Por outro lado, o cientista político lembra que a Argentina recentemente assinou um acordo com os EUA para a realização de atividades humanitárias com o emprego das forças armadas precisamente em Neuquén. Além disso, já há uma forte presença nessa província de empresas petrolíferas americanas que começam a explorar a Vaca Muerta, uma das maiores reservas de petróleo e gás não convencionais do mundo. “Isso criará um vínculo estratégico muito forte entre a Argentina e os EUA em termos de energia. Há ali uma clara decisão do governo de abrir um espaço importante às empresas americanas”, completou Calle.
A penetração chinesa
A parabólica de 16 andares sobre o deserto da Patagônia é apenas um dos símbolos da crescente influência chinesa na América Latina. Em 2015, Xi Jinping prometeu US$ 250 bilhões em investimentos na região até 2025. Perante os líderes da Comunidade dos Estados Latino-americanos e Caribenhos (CELAC) reunidos em Pequim, Xi também estimou que o comércio entre a China e os membros da CELAC chegará a US$ 500 bilhões na próxima década. A isso se somam os exercícios militares conjuntos entre a China e os países sul-americanos, como os realizados com a Marinha do Brasil, em 2013, no Rio de Janeiro.
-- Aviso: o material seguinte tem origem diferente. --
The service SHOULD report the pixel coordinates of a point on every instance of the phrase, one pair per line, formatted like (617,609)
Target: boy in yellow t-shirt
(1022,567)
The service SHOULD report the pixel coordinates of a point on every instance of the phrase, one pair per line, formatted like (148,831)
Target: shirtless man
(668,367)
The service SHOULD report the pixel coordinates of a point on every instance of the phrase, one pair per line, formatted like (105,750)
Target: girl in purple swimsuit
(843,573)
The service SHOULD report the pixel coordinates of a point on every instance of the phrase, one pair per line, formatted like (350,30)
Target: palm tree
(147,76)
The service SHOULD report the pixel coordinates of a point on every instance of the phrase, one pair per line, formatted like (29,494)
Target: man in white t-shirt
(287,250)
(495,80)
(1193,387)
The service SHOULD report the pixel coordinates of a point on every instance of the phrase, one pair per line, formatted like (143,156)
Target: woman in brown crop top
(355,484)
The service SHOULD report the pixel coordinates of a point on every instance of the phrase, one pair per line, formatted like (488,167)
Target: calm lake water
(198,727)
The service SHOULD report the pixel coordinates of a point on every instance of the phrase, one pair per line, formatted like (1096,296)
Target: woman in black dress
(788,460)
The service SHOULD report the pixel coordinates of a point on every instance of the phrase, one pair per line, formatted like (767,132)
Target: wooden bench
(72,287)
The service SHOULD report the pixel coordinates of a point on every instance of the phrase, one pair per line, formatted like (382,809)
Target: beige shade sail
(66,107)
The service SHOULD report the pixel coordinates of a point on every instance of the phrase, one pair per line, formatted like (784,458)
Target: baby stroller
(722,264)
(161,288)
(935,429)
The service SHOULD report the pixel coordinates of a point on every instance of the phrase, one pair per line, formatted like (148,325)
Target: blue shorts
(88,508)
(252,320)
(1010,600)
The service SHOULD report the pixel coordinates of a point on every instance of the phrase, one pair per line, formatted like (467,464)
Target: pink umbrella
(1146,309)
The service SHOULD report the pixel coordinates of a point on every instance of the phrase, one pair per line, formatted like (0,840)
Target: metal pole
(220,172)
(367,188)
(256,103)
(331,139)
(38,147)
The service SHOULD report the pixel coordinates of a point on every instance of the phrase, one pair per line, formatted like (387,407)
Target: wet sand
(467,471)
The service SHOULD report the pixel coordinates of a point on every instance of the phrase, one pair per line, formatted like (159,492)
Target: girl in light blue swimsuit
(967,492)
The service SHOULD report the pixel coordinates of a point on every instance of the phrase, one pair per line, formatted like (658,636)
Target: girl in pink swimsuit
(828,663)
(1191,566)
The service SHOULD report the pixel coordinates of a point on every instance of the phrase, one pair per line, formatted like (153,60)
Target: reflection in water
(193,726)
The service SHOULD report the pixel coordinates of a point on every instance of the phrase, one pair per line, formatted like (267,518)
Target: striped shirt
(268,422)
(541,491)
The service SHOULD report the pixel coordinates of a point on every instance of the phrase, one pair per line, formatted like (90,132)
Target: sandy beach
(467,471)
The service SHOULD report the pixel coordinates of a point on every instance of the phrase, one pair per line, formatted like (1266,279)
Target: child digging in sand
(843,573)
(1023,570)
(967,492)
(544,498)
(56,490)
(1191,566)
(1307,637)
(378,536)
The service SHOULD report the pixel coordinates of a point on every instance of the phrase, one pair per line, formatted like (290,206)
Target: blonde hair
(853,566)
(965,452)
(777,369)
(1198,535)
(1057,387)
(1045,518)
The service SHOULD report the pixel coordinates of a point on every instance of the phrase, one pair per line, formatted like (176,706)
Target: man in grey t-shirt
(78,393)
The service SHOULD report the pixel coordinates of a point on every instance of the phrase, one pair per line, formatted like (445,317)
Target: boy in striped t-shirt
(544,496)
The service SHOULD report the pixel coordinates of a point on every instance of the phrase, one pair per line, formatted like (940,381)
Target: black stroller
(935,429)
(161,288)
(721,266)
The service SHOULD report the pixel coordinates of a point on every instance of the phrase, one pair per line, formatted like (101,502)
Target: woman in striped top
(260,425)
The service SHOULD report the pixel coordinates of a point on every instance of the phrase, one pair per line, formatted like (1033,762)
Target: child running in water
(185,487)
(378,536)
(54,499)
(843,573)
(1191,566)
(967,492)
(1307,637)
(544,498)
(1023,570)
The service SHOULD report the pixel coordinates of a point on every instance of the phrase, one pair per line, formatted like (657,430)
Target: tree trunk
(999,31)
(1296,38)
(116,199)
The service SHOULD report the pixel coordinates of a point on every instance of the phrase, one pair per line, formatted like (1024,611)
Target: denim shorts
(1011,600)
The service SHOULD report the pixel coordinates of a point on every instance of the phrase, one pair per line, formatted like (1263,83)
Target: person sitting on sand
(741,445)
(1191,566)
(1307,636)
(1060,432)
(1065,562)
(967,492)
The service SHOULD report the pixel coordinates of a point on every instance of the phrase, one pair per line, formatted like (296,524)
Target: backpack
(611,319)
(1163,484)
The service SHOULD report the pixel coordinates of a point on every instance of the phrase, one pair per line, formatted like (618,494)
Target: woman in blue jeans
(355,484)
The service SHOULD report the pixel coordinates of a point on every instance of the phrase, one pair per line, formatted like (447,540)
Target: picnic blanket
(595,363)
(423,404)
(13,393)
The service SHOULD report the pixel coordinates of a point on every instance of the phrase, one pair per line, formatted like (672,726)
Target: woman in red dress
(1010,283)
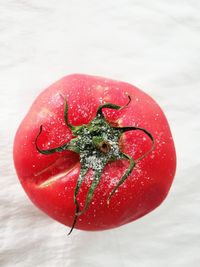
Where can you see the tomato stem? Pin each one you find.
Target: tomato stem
(97, 143)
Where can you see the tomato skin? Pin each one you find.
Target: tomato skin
(50, 180)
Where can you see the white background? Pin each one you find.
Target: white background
(154, 45)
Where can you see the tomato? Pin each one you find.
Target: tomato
(95, 153)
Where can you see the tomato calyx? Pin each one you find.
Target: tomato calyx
(97, 143)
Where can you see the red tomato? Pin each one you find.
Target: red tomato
(118, 166)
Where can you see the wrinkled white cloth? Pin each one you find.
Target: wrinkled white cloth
(154, 45)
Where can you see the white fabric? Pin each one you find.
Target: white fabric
(152, 44)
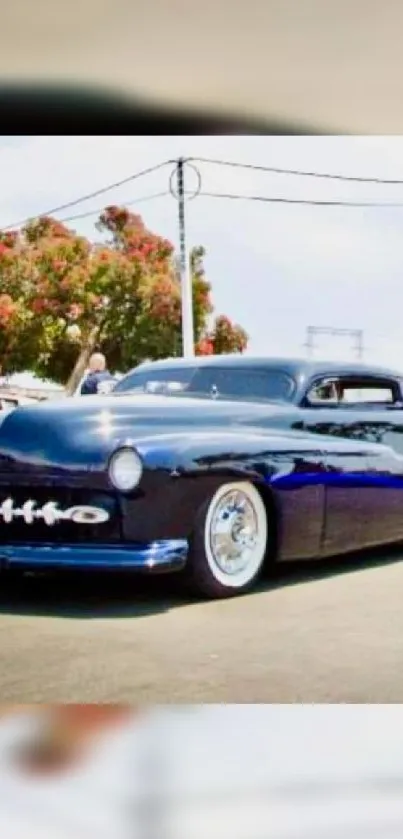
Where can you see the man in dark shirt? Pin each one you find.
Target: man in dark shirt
(99, 379)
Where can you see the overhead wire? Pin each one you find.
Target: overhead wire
(103, 190)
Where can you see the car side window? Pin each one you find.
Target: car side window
(243, 383)
(353, 391)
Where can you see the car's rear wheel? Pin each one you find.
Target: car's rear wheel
(229, 543)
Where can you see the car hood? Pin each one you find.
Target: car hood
(81, 434)
(78, 436)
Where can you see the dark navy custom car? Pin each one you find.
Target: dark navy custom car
(235, 463)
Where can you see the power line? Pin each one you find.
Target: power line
(123, 204)
(94, 194)
(279, 200)
(299, 172)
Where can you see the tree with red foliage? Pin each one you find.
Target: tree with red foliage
(61, 297)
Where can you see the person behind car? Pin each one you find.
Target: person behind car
(99, 379)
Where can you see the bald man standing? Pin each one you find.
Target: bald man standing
(99, 379)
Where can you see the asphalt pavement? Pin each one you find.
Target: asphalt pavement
(328, 632)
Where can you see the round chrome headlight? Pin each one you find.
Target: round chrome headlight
(125, 469)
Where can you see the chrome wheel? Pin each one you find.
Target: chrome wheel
(236, 534)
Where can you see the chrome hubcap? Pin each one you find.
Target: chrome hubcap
(233, 532)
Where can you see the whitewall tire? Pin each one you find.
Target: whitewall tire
(229, 545)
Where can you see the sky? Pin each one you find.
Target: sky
(275, 269)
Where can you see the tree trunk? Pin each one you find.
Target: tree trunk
(82, 361)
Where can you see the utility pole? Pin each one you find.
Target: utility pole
(186, 282)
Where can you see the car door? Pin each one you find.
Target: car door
(364, 492)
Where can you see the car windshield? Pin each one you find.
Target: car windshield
(234, 383)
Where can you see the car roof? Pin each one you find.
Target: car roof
(298, 368)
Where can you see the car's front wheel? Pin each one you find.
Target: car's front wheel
(229, 543)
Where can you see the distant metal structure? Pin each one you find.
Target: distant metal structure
(356, 335)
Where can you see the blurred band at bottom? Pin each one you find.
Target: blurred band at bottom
(222, 772)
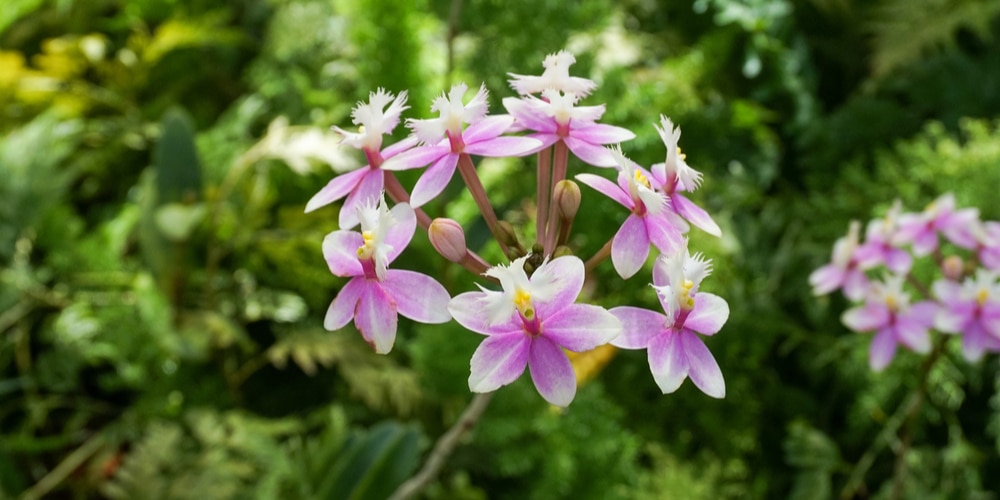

“A penetração da China na região é muito preocupante”, disse Belikow. “É preciso admitir que os chineses aprendem rápido. Eles entraram na África aproveitando os anos da distração americana, produto das guerras em lugares como a ex-Iugoslávia e o Iraque. Hoje em dia a África é controlada por uma penetração chinesa que sofre grande resistência dos africanos, porque foi feita de maneira muito agressiva, com situações que beiravam a escravidão”, ressaltou.
O especialista não descarta que a China use a estrutura da estação de Neuquén – não apenas a antena grande, mas também as suplementares – para interferir nas comunicações locais, inclusive para espionar as atividades petrolíferas e interceptar mensagens de barcos pesqueiros e militares no Atlântico Sul. “Lembremos que atualmente a informação não é divulgada via cabo, mas sim via satélite. E, por mais criptografada que seja, sabemos que os chineses não são exatamente os menos hábeis para hackear as comunicações.”
Belikow disse que não são apenas as cláusulas secretas do convênio que preocupam, mas também a blindagem que se criou sobre a operacionalidade da estação. Por exemplo, como seriam utilizadas as 2h40 de acesso por dia? Seria um acesso físico ou remoto? “Isso tampouco está definido. Eu tenho a suspeita de que vão lhes permitir [aos cientistas argentinos] acesso remoto às informações geradas aqui, porque em nenhum lugar – pelo menos do nosso conhecimento – se diz que esse acesso será físico”, ele afirmou.
“Uma situação mais razoável seria se nos dessem esse período de tempo (2h40) para entrar a qualquer momento na estação. De qualquer modo, quando alguém passa pela guarda da entrada e até que chegue à sala, eles podem fechar todos os programas que não deveriam estar usando, assim que não há maneira de monitorar. Trata-se de uma situação rara”, completou.